3.         Vaststaande feiten en omstandigheden.

Het Centraal Tuchtcollege gaat voor de beoordeling van het hoger beroep uit van de feiten en de omstandigheden zoals zijn vastgesteld door het Regionaal Tuchtcollege en hierboven onder 2.1 staan weergegeven.

4.         Beoordeling van de ontvankelijkheid van het hoger beroep

Procedure.

4.1 Klaagster beoogt de zaak in volle omvang aan het Centraal Tuchtcollege ter beoordeling voor te leggen. Hetgeen zij daartoe heeft aangevoerd komt in essentie neer op een herhaling van de stellingen die zij reeds in eerste aanleg heeft geuit. Zij concludeert impliciet tot gegrond verklaring van het tegen de bestreden beslissing gerichte beroep en de oplegging van een zwaardere maatregel.

4.2 De arts heeft in hoger beroep gemotiveerd verweer gevoerd. Hij concludeert - zakelijk weergegeven - primair tot niet ontvankelijk verklaring van het beroep en subsidiair met betrekking tot het principaal appel tot verwerping van het beroep en met betrekking tot het incidenteel appel tot vernietiging van de bestreden beslissing en afwijzing van de klacht.

Beoordeling.

4.3 Klaagster heeft in hoger beroep twee grieven aangevoerd.

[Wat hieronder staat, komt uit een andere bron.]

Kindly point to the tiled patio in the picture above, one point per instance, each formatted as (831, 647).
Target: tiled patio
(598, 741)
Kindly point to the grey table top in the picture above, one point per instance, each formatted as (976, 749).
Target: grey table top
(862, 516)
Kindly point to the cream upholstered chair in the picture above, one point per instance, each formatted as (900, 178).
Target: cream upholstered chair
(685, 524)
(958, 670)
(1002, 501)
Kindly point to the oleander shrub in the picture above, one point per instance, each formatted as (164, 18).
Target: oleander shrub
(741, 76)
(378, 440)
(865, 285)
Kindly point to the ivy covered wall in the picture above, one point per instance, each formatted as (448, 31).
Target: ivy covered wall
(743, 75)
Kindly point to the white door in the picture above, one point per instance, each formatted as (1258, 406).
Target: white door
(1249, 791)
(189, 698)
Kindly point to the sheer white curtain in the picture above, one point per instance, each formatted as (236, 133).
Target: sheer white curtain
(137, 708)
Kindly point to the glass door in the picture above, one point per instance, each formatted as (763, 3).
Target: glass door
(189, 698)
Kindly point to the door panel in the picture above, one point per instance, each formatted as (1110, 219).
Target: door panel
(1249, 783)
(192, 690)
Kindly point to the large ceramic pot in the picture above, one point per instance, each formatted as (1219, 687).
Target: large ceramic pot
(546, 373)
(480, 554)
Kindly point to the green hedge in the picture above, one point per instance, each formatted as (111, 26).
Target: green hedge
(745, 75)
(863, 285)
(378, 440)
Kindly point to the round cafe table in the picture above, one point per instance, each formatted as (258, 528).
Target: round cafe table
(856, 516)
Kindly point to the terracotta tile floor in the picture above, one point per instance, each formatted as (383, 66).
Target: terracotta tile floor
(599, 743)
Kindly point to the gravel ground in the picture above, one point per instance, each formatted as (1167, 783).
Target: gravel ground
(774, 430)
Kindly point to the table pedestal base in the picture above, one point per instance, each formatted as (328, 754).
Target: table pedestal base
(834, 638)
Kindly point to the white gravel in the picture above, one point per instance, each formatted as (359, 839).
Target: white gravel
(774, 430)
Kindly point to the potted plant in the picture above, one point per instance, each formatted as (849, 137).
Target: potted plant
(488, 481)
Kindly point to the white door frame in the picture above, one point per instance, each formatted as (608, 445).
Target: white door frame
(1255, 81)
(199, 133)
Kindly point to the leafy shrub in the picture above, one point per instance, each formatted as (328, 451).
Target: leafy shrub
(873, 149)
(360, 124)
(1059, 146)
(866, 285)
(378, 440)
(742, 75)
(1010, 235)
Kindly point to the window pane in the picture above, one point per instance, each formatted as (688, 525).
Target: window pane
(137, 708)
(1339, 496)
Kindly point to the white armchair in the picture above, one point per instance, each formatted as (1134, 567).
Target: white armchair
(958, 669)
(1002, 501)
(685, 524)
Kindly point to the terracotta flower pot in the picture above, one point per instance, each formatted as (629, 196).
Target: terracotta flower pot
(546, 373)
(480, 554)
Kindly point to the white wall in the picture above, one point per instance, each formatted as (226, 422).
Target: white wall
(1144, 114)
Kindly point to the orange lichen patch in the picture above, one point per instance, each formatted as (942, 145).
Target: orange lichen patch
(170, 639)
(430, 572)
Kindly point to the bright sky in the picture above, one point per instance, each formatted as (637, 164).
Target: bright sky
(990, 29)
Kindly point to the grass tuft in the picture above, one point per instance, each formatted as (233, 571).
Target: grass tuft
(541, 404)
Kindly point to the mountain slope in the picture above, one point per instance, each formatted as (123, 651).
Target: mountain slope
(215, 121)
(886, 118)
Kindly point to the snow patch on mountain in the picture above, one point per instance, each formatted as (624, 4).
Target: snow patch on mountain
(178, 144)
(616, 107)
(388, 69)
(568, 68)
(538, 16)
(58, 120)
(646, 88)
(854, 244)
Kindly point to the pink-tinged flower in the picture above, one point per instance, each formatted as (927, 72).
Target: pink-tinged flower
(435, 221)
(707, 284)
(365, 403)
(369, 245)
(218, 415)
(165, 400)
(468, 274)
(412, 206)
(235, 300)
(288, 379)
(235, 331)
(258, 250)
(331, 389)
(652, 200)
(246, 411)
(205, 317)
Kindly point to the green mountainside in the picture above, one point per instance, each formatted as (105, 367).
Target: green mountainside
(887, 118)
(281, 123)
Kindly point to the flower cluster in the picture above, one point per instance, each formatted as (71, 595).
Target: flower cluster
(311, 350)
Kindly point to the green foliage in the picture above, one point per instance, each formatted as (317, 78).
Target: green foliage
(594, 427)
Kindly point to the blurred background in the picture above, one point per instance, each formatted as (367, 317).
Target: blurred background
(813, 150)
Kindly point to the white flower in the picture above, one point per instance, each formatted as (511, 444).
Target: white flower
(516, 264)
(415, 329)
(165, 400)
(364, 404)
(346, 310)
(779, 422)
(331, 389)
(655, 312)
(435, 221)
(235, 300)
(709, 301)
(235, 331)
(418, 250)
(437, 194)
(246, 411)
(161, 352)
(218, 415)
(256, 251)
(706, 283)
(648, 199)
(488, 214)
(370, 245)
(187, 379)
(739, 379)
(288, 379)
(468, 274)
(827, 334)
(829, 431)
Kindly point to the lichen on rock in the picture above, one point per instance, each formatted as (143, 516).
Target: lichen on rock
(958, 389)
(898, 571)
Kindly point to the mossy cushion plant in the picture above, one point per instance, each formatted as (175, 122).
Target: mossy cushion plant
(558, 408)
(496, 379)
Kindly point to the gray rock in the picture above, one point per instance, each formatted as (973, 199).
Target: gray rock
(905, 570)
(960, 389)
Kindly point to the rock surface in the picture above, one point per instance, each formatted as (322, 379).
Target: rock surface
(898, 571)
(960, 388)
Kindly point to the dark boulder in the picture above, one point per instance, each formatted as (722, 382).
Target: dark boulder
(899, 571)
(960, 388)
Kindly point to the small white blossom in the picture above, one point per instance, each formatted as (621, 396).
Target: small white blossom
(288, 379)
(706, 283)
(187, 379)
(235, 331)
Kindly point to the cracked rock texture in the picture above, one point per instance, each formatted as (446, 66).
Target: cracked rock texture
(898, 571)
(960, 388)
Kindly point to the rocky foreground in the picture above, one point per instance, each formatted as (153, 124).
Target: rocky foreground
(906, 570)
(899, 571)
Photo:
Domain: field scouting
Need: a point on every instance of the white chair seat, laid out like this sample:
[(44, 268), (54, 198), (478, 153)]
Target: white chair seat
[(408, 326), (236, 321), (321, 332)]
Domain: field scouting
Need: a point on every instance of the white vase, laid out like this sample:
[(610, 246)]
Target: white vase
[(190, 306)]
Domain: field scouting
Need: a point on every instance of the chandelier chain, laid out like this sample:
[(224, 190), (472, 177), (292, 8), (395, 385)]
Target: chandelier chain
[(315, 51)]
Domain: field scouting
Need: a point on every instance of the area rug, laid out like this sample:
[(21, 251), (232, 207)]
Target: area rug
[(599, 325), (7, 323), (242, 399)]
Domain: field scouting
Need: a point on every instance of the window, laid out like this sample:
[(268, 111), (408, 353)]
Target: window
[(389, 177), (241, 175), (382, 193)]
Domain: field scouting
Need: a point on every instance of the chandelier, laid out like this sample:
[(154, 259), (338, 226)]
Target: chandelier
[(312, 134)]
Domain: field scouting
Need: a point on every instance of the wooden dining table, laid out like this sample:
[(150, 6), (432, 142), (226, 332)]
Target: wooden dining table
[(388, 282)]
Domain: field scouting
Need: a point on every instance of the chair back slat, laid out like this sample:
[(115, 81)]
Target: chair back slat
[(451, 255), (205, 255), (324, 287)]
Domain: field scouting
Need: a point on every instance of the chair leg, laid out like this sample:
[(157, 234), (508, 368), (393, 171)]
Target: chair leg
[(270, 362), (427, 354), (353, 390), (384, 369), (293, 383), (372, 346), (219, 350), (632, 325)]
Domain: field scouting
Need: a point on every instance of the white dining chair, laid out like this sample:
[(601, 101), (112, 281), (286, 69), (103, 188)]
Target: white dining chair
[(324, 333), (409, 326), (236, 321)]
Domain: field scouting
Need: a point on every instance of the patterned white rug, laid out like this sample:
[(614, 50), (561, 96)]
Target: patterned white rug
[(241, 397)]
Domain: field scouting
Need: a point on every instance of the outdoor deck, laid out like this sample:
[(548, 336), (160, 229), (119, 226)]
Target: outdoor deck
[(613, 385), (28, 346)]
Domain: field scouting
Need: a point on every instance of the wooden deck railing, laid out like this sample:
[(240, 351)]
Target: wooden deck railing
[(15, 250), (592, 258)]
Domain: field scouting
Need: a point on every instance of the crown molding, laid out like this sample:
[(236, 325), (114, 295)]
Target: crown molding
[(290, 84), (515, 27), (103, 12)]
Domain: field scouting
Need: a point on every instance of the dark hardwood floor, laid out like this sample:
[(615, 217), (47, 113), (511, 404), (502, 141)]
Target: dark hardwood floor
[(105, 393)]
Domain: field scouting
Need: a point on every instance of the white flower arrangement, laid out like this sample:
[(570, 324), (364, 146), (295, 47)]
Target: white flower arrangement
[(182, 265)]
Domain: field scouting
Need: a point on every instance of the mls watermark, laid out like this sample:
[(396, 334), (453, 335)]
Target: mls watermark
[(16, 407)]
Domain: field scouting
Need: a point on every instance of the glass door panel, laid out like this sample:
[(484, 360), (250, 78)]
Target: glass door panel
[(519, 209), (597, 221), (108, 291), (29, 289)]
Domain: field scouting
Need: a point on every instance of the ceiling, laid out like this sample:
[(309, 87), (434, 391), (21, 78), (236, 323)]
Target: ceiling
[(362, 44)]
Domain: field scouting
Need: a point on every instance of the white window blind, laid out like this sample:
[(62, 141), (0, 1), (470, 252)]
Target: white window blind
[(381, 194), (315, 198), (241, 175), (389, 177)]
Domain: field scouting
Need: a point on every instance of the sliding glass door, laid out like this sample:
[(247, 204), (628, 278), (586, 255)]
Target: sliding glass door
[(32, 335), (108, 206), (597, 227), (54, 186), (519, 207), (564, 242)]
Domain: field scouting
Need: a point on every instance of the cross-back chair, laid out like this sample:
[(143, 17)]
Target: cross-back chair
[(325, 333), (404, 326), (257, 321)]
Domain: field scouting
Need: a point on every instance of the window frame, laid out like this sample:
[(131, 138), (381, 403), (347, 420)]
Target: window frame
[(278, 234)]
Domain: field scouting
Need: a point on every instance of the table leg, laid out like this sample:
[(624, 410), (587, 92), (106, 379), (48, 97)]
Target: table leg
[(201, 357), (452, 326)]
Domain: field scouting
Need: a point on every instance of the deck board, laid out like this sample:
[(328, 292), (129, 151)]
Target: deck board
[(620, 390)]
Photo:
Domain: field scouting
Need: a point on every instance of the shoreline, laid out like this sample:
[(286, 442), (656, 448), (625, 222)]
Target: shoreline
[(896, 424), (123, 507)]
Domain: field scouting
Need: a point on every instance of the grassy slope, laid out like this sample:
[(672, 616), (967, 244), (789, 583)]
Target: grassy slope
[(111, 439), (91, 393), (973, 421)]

Ten eerste verwijt klaagster de arts in hoger beroep dat hij geen grondig herhaaldelijk lichamelijk onderzoek heeft verricht waardoor niet tijdig adequaat alarm is geslagen.

Naar het oordeel van het Centraal Tuchtcollege heeft het Regionaal Tuchtcollege op dit klachtonderdeel reeds beslist waar het Regionaal Tuchtcollege in rechtsoverweging 5 oordeelt  “dat het onderzoek van de arts niet aan de daaraan te stellen eisen heeft voldaan “. Het Regionaal Tuchtcollege heeft o.m. op basis van deze conclusie de arts de maatregel van waarschuwing opgelegd. In artikel 73 lid 1 onder a van de Wet BIG staat dat een klager tegen een eindbeslissing van het Regionaal Tuchtcollege binnen zes weken beroep kan instellen voor zover zijn klacht is afgewezen of niet-ontvankelijk is verklaard. Nu deze klacht reeds in eerste aanleg gegrond is geoordeeld en er een maatregel is opgelegd is het Centraal Tuchtcollege van oordeel dat klaagster niet-ontvankelijk is wat betreft dit deel van haar beroep.  

Voor zover klaagster in dit kader doelt op de overweging van het Regionaal Tuchtcollege dat het college het de arts niet wil aanrekenen dat hij de vergrote lever niet heeft ontdekt, is het Centraal Tuchtcollege van oordeel dat het hier geen afzonderlijk, door het Regionaal Tuchtcollege ongegrond verklaard klachtonderdeel betreft, maar een van de omstandigheden die door het Regionaal Tuchtcollege bij de beoordeling van de klacht is betrokken  en is meegewogen bij de beslissing met betrekking tot de door het Regionaal Tuchtcollege opgelegde maatregel.     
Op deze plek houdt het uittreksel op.